The sub-techniques beta is now live! Read the release blog post for more info.


BabyShark is a Microsoft Visual Basic (VB) script-based malware family that is believed to be associated with several North Korean campaigns. [1]

ID: S0414
Platforms: Windows
Version: 1.0
Created: 07 October 2019
Last Modified: 14 October 2019

Techniques Used

Domain ID Name Use
Enterprise T1059 Command-Line Interface

BabyShark has used cmd.exe to execute commands. [1]

Enterprise T1132 Data Encoding

BabyShark has encoded data using certutil.[1]

Enterprise T1083 File and Directory Discovery

BabyShark has used dir to search for "programfiles" and "appdata". [1]

Enterprise T1107 File Deletion

BabyShark has cleaned up all files associated with the secondary payload execution.[2]

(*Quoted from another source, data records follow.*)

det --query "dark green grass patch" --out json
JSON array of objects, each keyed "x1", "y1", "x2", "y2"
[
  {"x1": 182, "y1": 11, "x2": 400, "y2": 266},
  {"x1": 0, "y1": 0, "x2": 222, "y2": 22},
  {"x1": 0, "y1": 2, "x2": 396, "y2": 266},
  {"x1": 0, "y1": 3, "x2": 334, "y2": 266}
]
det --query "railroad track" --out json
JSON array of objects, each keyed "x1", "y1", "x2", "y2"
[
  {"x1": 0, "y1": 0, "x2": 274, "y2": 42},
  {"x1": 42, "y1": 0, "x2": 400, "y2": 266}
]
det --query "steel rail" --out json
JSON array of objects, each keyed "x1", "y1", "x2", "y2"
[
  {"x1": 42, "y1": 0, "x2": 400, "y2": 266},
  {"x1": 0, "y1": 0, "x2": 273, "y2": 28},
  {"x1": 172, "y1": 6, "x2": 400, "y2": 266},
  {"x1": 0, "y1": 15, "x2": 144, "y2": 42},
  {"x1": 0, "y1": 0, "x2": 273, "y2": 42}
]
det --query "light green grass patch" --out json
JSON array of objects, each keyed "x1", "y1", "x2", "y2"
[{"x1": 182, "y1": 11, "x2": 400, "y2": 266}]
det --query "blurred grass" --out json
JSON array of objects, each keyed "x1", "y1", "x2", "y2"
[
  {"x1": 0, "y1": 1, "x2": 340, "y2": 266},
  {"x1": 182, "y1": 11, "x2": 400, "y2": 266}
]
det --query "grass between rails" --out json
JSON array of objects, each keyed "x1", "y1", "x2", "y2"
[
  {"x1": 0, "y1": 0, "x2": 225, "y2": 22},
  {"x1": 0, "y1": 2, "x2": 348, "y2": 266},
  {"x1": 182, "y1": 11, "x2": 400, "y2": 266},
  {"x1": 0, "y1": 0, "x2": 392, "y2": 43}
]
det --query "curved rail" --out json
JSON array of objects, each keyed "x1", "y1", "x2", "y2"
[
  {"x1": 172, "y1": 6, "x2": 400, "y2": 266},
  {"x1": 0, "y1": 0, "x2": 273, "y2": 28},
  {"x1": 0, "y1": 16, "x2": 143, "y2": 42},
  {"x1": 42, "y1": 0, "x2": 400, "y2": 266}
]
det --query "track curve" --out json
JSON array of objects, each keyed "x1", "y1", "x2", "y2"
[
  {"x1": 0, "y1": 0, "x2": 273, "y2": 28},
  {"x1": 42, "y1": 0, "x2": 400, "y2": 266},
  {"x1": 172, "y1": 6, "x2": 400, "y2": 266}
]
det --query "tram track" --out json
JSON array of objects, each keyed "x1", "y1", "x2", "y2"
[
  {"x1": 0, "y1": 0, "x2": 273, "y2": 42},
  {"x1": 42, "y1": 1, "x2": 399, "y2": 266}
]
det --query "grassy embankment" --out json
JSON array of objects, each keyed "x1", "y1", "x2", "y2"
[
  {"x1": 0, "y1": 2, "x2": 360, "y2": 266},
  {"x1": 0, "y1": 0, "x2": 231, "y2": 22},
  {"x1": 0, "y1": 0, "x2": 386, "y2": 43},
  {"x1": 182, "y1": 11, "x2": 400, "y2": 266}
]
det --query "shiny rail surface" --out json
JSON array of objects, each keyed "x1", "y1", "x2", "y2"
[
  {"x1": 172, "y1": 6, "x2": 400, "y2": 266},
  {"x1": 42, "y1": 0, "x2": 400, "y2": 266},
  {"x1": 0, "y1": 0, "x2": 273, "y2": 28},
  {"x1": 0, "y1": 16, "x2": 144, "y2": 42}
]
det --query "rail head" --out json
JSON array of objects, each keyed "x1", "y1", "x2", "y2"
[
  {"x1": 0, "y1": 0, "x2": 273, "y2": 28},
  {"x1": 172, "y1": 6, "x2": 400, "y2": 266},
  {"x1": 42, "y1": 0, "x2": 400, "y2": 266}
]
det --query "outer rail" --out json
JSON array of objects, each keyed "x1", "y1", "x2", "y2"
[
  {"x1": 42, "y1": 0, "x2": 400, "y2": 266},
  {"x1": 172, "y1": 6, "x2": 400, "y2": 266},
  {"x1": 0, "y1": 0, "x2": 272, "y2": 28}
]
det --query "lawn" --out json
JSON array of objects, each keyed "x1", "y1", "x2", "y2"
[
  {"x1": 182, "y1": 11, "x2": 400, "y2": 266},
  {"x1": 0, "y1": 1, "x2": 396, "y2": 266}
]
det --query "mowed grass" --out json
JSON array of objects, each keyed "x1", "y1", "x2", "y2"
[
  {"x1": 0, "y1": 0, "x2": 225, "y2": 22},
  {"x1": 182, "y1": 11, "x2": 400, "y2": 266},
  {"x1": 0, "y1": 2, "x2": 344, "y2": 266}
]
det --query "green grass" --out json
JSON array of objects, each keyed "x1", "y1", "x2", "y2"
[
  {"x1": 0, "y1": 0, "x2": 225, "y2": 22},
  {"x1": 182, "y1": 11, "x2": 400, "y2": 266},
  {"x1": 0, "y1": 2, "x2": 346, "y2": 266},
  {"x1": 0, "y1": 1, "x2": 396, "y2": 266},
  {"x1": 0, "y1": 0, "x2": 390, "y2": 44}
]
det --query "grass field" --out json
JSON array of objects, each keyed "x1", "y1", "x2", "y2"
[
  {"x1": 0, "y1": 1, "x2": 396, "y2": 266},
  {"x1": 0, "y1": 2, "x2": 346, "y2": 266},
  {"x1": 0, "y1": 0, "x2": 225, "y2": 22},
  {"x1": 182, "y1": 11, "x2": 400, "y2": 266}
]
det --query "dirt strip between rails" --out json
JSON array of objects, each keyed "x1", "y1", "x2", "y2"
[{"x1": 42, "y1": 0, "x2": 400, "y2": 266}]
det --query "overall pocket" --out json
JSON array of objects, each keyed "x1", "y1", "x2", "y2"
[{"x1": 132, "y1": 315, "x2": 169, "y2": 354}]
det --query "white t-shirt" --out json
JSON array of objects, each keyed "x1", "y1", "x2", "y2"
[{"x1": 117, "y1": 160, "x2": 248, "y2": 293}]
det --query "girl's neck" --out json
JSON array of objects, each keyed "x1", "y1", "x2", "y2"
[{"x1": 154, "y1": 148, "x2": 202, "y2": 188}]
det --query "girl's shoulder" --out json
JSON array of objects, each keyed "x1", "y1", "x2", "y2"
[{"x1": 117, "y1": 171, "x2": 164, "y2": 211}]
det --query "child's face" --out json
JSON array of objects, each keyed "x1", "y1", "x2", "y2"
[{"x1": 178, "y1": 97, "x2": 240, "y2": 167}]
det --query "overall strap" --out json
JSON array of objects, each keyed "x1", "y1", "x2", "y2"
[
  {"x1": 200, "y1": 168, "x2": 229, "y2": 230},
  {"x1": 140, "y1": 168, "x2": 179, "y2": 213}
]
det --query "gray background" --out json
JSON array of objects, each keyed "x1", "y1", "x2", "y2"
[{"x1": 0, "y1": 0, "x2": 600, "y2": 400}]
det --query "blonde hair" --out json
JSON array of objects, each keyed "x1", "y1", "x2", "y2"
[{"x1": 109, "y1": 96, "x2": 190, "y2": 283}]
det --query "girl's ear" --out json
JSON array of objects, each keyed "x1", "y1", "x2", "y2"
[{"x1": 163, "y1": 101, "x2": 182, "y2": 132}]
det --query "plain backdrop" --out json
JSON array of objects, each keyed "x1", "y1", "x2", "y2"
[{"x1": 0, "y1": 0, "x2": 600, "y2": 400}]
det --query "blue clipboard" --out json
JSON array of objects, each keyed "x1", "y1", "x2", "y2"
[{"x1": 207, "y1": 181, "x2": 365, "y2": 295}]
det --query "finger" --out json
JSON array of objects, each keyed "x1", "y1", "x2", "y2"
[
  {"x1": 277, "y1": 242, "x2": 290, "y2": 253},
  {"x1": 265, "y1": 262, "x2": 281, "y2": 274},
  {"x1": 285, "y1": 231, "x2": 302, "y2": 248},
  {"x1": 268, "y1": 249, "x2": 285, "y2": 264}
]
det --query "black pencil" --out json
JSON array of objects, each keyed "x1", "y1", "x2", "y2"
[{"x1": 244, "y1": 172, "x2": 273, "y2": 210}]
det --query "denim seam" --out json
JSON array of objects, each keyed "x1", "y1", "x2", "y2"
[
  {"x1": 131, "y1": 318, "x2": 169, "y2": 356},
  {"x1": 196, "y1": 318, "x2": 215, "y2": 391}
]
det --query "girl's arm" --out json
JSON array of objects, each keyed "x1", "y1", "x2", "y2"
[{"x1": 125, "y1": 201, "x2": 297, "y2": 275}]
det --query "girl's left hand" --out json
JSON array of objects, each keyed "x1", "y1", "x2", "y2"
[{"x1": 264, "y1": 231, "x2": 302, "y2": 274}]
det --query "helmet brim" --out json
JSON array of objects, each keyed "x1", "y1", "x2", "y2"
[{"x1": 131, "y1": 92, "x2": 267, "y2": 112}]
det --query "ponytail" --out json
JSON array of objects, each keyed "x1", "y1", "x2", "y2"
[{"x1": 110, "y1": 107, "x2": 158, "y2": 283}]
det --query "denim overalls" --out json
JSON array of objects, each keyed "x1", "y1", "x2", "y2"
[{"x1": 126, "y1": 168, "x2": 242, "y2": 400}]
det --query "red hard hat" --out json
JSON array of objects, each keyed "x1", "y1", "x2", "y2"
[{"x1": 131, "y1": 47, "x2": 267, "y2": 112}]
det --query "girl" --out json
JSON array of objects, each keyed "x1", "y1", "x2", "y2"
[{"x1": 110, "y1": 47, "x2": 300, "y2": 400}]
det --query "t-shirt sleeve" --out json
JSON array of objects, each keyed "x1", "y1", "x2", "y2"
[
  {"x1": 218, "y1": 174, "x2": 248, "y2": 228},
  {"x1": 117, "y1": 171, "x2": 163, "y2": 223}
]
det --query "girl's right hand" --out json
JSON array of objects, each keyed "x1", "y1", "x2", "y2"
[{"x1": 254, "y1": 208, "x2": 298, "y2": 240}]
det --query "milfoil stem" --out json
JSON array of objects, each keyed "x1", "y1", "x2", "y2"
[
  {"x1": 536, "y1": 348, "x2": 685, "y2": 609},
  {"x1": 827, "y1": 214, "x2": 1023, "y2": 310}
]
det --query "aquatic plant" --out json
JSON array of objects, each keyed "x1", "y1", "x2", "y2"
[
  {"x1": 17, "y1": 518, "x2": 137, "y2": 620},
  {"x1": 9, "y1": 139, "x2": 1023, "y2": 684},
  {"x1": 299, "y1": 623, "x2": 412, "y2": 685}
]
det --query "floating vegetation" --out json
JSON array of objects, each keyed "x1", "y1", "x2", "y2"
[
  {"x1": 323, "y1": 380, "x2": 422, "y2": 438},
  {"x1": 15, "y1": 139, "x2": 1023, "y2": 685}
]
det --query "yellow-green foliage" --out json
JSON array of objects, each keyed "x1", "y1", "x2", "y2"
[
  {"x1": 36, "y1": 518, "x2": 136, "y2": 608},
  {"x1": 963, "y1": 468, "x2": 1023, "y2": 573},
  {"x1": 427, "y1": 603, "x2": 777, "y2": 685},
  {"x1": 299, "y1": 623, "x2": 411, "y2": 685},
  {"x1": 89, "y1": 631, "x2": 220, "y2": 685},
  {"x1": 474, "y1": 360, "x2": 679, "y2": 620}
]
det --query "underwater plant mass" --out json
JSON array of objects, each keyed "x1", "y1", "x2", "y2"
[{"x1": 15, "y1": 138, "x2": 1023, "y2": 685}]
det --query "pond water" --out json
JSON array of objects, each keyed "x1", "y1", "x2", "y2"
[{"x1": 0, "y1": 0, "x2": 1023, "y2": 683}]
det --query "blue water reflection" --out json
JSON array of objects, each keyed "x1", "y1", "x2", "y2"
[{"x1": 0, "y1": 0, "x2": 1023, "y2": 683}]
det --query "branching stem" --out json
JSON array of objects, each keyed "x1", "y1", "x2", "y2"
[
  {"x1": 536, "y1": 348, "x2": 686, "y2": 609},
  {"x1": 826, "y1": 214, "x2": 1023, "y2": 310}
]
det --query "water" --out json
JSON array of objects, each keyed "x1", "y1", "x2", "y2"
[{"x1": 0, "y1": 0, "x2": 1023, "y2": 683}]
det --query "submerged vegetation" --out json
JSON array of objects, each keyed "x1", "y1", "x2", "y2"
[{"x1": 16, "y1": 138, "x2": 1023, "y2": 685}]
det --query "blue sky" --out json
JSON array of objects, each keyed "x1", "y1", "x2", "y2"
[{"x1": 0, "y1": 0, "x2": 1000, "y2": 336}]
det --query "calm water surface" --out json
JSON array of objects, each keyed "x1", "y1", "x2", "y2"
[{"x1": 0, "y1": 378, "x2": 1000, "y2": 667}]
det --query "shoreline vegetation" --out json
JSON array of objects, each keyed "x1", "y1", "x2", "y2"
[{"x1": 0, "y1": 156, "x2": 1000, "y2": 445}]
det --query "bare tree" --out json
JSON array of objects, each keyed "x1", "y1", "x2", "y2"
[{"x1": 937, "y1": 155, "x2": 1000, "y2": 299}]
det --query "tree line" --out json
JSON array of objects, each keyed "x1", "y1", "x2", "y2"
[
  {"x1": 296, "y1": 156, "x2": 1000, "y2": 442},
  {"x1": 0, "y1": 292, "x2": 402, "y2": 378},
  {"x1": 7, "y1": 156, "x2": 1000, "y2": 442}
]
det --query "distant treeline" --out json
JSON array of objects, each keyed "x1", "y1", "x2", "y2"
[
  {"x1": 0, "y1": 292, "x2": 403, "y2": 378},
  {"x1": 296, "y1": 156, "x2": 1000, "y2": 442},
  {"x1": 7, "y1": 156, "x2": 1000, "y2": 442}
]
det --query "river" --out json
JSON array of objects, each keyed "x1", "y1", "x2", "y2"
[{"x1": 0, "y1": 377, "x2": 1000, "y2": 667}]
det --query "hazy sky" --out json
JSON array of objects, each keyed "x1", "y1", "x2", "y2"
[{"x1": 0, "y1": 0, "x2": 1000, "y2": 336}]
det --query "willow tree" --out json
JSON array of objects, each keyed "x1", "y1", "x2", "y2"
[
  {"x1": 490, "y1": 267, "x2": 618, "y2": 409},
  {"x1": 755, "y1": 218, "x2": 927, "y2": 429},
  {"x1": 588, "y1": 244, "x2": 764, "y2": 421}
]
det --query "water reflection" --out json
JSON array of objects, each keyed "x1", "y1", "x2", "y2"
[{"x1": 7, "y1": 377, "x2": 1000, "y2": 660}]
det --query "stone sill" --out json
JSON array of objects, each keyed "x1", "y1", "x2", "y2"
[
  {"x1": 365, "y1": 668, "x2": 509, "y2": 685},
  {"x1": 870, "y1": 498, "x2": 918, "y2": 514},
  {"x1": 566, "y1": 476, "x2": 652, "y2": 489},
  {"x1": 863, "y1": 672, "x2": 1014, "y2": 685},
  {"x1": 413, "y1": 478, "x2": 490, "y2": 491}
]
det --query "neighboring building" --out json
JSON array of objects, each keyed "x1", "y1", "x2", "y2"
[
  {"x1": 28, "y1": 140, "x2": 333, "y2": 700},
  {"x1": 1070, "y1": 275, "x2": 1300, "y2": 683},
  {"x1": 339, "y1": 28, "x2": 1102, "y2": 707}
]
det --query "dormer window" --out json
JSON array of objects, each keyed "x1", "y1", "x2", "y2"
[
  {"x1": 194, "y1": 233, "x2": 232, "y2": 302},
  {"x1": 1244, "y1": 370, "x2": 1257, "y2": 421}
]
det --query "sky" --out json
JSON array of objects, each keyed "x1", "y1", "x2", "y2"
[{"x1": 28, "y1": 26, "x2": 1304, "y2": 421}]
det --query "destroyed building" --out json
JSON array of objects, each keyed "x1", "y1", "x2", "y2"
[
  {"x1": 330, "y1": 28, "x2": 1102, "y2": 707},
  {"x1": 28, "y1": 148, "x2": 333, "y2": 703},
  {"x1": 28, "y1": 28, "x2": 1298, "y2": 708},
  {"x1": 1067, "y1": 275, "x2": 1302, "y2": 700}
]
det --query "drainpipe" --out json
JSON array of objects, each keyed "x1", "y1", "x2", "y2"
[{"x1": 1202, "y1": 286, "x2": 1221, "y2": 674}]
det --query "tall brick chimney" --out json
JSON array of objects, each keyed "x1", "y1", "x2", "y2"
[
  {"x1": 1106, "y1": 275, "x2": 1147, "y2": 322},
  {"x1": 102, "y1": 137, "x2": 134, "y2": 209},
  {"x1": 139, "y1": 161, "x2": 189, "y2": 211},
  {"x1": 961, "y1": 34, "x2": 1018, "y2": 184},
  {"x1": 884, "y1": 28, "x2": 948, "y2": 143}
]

Enterprise T1056 Input Capture

BabyShark has a PowerShell-based remote administration ability that can implement a PowerShell or C# based keylogger.[2]

Enterprise T1057 Process Discovery

BabyShark has executed the tasklist command. [1]

Enterprise T1012 Query Registry

BabyShark has executed the reg query command for HKEY_CURRENT_USER\Software\Microsoft\Terminal Server Client\Default. [1]

Enterprise T1060 Registry Run Keys / Startup Folder

BabyShark has added a Registry key to ensure all future macros are enabled for Microsoft Word and Excel as well as for additional persistence.[1]

Enterprise T1105 Remote File Copy

BabyShark has downloaded additional files from the C2.[2]

Enterprise T1082 System Information Discovery

BabyShark has executed the ver command. [1]

Enterprise T1016 System Network Configuration Discovery

BabyShark has executed the ipconfig /all command. [1]

Enterprise T1033 System Owner/User Discovery

BabyShark has executed the whoami command.[1]